ふうこのばけつ Archives

テキストサイト『ふうこのばけつ』のアーカイブ。


エントリー

ヴァン・ダイン『グリーン家殺人事件』

グリーン家殺人事件

まさに東奔西走の夏期休暇中に入手&読了。広島くんだりまで行って古本屋漁りなんぞしても、と思ってましたが、前から興味があったポー『モルグ街の殺人』等古典ミステリの名作を手に入れたりと、それなりに収穫。こんなことでもないと読みませんからねぇ。
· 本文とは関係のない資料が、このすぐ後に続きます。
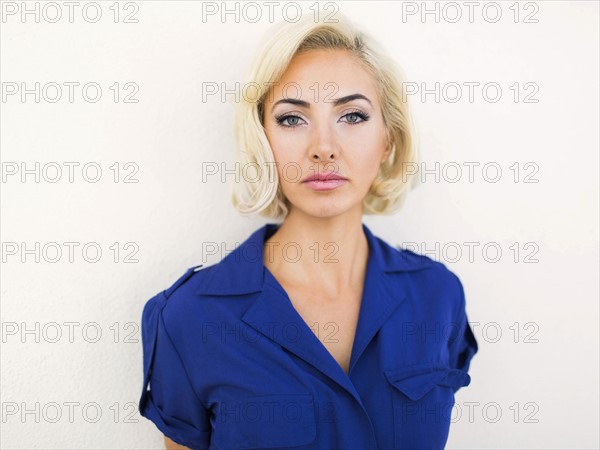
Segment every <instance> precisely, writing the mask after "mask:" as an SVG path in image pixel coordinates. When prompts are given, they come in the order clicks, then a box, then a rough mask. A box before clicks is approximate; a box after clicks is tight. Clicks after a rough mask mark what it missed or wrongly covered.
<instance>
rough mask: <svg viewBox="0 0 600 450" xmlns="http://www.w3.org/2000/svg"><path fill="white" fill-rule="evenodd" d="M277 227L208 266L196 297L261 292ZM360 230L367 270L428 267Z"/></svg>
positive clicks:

さて、本作もそんな古典ミステリの一で、探偵役は金持ちのボンで日々美術や文学といった芸術の研究に勤しむヒマ人ファイロ・ヴァンス、ワトソン役は古い友人でヴァンスの財産管理人も務めるヴァン・ダイン。初登場作品『ベンスン殺人事件』から数えて3作目になります。

こういった設定を持つヒーローの常、ヴァンスはひねくれ者で抽象的な発言が多く、頭の固いお役人どもの地雷をステップも軽く踏み荒らしつつ華麗な推理を展開します。文体も素性を隠して探偵小説を書くかたわら高名な美術評論家でもあったという作者の嗜好を反映してか、(ふうこからすると)無駄にラテン語やらフランス語やら作者註やらがちりばめられたペダンティックな仕上がりです。

ただ、以前『ベンスン殺人事件』を読んだ時はなーんか散々あちこち連れ回されて結局そのオチかい!とか思ったものですが、本作は本筋とは関係ない註にも気をそがれることなく、適度な緊張感で最後まで読めました。何が違うのかは全然分からないんですが(^^;、ヴァン・ダインというと『グリーン家』『僧正殺人事件』あたりがすぐ出てくるということからしても、名前が残る作品は何かのさじ加減が違うということなのでしょう。

…じゃ、次の『僧正殺人事件』を読んだらヴァン・ダインは打ちとめにしとこ。